Gorguloff affirmait avoir agi seul et avoir été poussé à tuer Paul Doumer en raison d’une force quasi-hypnotique correspondant à une idée fixe : sauver la Russie du bolchevisme.

À la question « Pourquoi s’en prendre au Président français ? », sa réponse fut : « La France est complice des autorités soviétiques, elle a laissé tombé les armées blanches qui combattaient le bolchevisme, elle a reconnu le gouvernement soviétique en 1924, elle a signé des traités avec l’URSS. »

Médecin de contrebande, ce fils de paysan avait créé un parti fasciste russe dont il était l’unique membre. Gorguloff rêvait d’une « dictature verte » prétendant incarner la paysannerie russe.

Ce raté, qui avait erré de pays en pays et avait abandonné ses quatre épouses successives, se mit à hurler des phrases incohérentes à son procès. Dans la presse les descriptions qui étaient faites de Gorguloff insistaient toutes sur son apparence bestiale. Ses mains énormes, ses méplats accentués, son regard de bête traquée sous le cheveu rebelle étaient pointés du doigt.

Les avocats, pour sauver la tête de leur client, plaidèrent la folie. Condamné à mort le 27 juillet 1932, il accueillit le verdict avec indifférence.

Le 13 septembre, le président Lebrun refusa solennellement la grâce de Gorguloff : l’opinion publique ne l’aurait pas accepté. La clémence, même envers un fou, semblait inconvenante.

À qui profitait le crime ?

L’assassinat était une aubaine pour l’URSS et le PCF. Les Russes blancs étaient montrés du doigt. Les communistes dénoncèrent la complicité voire la responsabilité du gouvernement d’André Tardieu. L’attentat serait « une manœuvre tendant à précipiter la guerre contre l’URSS. »
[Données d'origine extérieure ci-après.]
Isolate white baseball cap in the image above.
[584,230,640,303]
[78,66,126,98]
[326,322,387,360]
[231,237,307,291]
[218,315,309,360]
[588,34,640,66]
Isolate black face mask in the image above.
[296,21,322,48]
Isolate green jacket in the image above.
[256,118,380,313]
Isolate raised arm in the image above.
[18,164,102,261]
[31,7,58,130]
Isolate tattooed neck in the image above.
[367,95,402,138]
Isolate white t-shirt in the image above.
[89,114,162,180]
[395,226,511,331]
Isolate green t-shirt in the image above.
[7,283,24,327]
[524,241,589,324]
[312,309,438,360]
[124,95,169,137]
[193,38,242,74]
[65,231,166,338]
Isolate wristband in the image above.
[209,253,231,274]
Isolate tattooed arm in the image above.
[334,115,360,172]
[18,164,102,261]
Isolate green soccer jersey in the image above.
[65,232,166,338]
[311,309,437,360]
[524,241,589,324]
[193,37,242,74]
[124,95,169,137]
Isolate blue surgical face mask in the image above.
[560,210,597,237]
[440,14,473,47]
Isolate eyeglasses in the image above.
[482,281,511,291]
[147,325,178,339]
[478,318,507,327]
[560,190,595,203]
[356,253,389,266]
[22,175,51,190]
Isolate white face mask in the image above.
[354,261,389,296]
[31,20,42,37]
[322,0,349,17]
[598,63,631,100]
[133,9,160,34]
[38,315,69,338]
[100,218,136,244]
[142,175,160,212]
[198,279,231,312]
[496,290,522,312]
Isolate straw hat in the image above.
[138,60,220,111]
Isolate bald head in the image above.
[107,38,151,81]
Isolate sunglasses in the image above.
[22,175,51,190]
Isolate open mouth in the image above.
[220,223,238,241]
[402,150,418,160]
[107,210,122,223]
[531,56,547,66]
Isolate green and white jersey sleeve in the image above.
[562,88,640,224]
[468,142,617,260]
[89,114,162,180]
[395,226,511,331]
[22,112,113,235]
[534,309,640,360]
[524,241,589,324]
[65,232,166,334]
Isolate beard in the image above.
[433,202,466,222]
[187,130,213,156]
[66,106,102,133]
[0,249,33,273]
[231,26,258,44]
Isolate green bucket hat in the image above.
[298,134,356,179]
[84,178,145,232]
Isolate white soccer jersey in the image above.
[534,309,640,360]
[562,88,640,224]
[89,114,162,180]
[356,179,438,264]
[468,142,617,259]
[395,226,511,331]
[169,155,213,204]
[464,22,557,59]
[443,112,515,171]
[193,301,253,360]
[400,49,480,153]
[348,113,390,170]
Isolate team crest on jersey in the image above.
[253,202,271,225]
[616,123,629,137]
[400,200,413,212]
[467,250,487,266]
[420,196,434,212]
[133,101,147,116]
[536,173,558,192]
Le gouvernement français était ainsi accusé par les communistes d’avoir lui-même organisé le meurtre du président de la République pour préparer l’opinion publique à une répression sans précédent à l’égard des organisations révolutionnaires et à une intervention armée contre l’Union soviétique

Mais qui était vraiment derrière la brute tarée ? Les communistes ? Les Russes blancs ? Les nazis ? Finalement devait s’imposer l’idée d’un crime commis par un solitaire.
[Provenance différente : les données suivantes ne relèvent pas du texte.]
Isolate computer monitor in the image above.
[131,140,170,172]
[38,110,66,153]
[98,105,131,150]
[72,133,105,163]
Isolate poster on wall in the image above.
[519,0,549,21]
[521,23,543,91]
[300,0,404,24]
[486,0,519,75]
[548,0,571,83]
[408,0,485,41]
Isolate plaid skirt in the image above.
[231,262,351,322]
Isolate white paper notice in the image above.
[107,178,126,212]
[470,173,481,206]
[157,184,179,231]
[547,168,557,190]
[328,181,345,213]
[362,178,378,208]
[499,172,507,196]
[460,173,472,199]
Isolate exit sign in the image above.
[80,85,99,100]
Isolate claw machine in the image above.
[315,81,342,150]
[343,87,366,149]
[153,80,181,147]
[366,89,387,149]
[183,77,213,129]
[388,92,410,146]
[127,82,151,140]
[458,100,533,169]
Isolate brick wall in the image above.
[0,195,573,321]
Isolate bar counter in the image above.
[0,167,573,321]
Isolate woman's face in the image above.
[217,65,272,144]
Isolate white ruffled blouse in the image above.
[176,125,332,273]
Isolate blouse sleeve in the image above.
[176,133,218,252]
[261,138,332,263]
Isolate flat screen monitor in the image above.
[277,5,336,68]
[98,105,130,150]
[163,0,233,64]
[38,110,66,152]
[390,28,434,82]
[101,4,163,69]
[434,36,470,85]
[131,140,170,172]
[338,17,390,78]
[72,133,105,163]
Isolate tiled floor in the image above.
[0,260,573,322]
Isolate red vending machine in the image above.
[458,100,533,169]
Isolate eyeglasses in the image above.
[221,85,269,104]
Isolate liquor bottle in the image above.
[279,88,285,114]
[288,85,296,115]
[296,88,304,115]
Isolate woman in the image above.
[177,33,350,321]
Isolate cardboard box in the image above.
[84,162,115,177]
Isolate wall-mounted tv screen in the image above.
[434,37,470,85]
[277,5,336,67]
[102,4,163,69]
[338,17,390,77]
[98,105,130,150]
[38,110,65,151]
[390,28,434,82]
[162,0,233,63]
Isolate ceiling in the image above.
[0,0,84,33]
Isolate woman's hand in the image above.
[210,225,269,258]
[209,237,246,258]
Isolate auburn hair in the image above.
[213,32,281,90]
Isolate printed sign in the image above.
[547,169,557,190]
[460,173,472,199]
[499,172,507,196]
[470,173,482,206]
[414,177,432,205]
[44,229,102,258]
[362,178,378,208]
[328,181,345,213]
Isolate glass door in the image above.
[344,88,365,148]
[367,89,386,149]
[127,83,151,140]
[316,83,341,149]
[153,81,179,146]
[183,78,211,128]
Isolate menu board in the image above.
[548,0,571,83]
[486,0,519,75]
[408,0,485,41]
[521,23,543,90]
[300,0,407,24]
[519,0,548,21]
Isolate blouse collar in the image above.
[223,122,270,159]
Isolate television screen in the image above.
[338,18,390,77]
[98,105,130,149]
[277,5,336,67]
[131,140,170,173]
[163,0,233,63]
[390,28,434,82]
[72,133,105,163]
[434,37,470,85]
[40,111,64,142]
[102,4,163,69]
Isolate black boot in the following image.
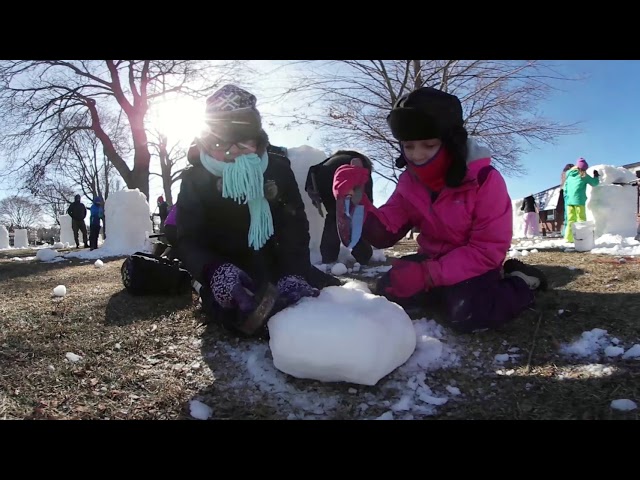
[502,258,548,292]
Alors a-t-on vraiment voulu abattre un président attaché au réarmement français ? Si c’était l’objectif, il fut atteint.

Au stoïque Doumer devait succéder le fade Lebrun.

Sources :

  • Jean Jolly, Dictionnaire des parlementaires français de 1889 à 1940 (consultable en ligne : https://www.senat.fr/senateur-3eme-republique/doumer_paul0473r3.html#1889-1940 )
  • Amaury Lorin, « Un « régicide républicain » : Paul Doumer, le président assassiné (6 mai 1932) », Criminocorpus [En ligne], Varia, mis en ligne le 17 novembre 2011, consulté le 14 mars 2017. URL : http://criminocorpus.revues.org/435
  • Jean-Marie Moine, « La sidérurgie, le Comité des forges et l’empire colonial. Mythes et réalités » in Hubert Bonin, Catherine Hodeir & Jean-François Klin (dir.) L’esprit économique impérial 1830-1970 Groupes de pression & réseaux du patronat colonial en France & dans l’empire, Paris, Publications de la SFHOM, 2008, 850 p.